UK to spend £15m over three years on AI-enhanced crime maps to target knife-crime hotspots

The UK government will invest £15 million over the next three years to upgrade national crime mapping in England and Wales, part of a broader push to target knife-crime hotspots and deliver interventions where they are most needed. The Home Office says its national mapping tool divides England and Wales into 1.46 million hexagons of about 0.1 square kilometres.
It reports that all police-recorded knife crimes from April 2024 to March 2025 occurred in fewer than 2.5 percent of those hexagons. UK Research and Innovation (UKRI) says it can improve data visualisation and analysis of police-recorded crime data, incorporate additional datasets, and use AI to strengthen pattern recognition across the tool.
Although 2.5 percent of England and Wales may sound small, it is also the total area covered by the Metropolitan Police, Greater Manchester Police and West Midlands Police forces, which between them record 43 percent of knife crimes.
Examples in the Home Office policy paper show sharp differences even within city centres: a hexagon covering Leicester Square and Trafalgar Square recorded more than 45 knife crimes between April 2024 and March 2025, while a nearby hexagon including Long Acre in Covent Garden saw fewer than five.
In Birmingham, three neighbouring hexagons that include the Grand Central and Bullring shopping centres each recorded 18 or 19 knife crimes in that period, while two adjoining hexagons saw fewer than five.

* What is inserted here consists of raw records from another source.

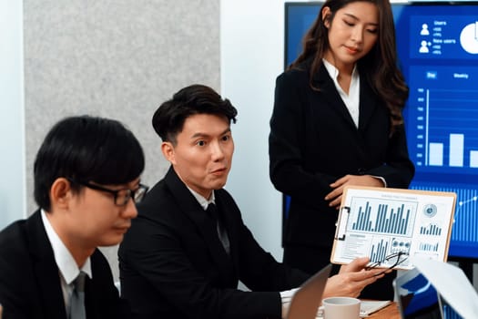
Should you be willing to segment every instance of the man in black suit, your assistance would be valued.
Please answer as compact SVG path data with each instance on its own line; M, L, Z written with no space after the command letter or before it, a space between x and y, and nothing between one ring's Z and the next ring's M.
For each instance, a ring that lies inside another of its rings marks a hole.
M137 216L143 169L141 146L116 120L72 117L51 129L34 168L40 208L0 232L5 318L129 317L97 247L117 244Z
M137 205L118 251L121 293L135 318L280 318L287 290L308 278L260 248L222 188L236 115L228 99L193 85L153 117L171 168ZM344 266L325 296L358 295L380 277L362 270L367 262ZM238 290L239 280L251 292Z

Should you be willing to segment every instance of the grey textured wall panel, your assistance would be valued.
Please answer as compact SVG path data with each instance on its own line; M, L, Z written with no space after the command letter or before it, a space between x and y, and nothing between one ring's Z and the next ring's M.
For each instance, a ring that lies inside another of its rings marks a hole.
M58 119L125 123L145 149L143 181L152 186L168 167L153 112L184 86L219 89L219 0L24 0L24 26L29 212L34 158Z

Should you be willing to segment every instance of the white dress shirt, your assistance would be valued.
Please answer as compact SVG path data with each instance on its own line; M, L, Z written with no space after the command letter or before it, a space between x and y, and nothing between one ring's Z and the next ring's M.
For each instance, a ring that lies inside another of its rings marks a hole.
M56 266L58 266L58 275L60 276L65 307L67 312L70 296L73 293L73 281L75 281L80 271L85 272L89 278L93 278L93 274L91 273L91 262L88 257L83 267L81 267L81 269L78 268L76 262L75 262L75 259L71 255L70 252L53 229L53 226L46 217L46 214L47 212L45 212L43 210L41 211L42 221L45 226L45 231L46 232L46 236L48 237L48 240L52 245L55 262L56 262Z

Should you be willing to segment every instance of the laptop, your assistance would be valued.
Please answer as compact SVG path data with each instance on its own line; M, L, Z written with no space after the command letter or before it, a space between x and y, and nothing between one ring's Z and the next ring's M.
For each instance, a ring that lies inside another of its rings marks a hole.
M417 268L393 281L402 319L461 319Z
M287 319L315 319L331 269L329 263L300 286L290 301Z

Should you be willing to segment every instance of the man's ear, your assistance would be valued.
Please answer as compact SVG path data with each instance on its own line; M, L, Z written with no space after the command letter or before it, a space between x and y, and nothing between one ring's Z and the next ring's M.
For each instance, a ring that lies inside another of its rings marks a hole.
M325 27L330 28L331 27L331 8L328 6L324 6L321 12L322 15L322 21Z
M50 202L52 207L67 208L71 199L71 185L68 180L60 177L53 182L50 188Z
M174 151L174 146L171 142L162 142L161 151L163 152L166 160L168 160L171 164L176 165L176 154Z

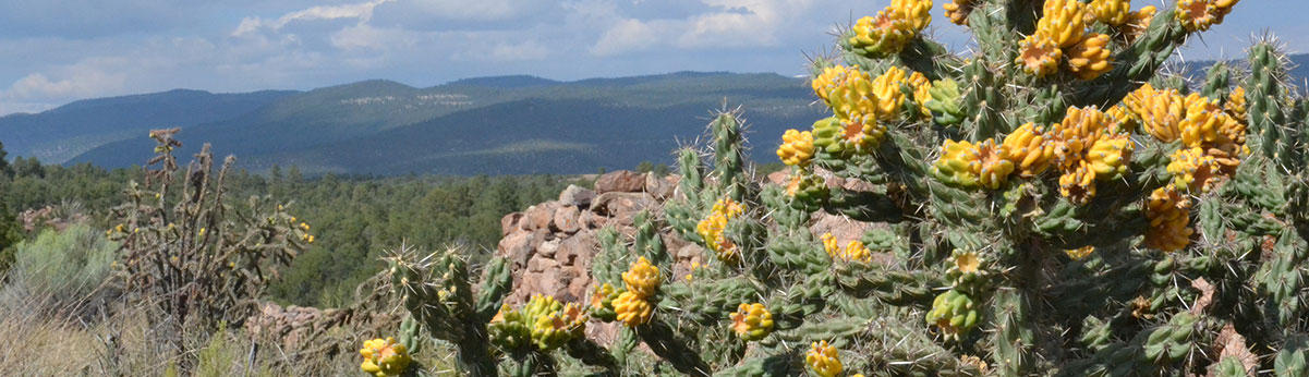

In its Protecting Lives, Building Hope policy paper—designed to support an ambition to halve knife crime—the Home Office says that by seeing incidents at a micro-geography, local partners can pinpoint specific streets, times and drivers of crime and direct the right mix of policing, prevention and services to those places.
The paper says the government spent £5 million last year on hyperlocal knife-crime pilots in 11 police force areas and plans to spend £26.25 million this year across 27 forces. Interventions can include police patrols at locations and times when knife crime often occurs, greater use of knife-detecting wands and arches, and more CCTV, including for retrospective facial recognition.
The paper also references the Home Office’s expansion of facial recognition (LFR) from 10 to 50 vans across England and Wales, first announced in January. Last month, Essex Police suspended its use of LFR after a Cambridge University report found the system was more likely to identify Black people than those from other ethnic groups on a watchlist.
Looking ahead, the policy paper says UKRI will undertake research into technology to prevent knife crime by identifying behaviour that suggests people intend to commit violence with knives. This, it states, could provide staff in places such as shopping centres, train stations and late-night venues with clearer guidance on what to look for and could also help ensure stop and search powers are deployed more accurately.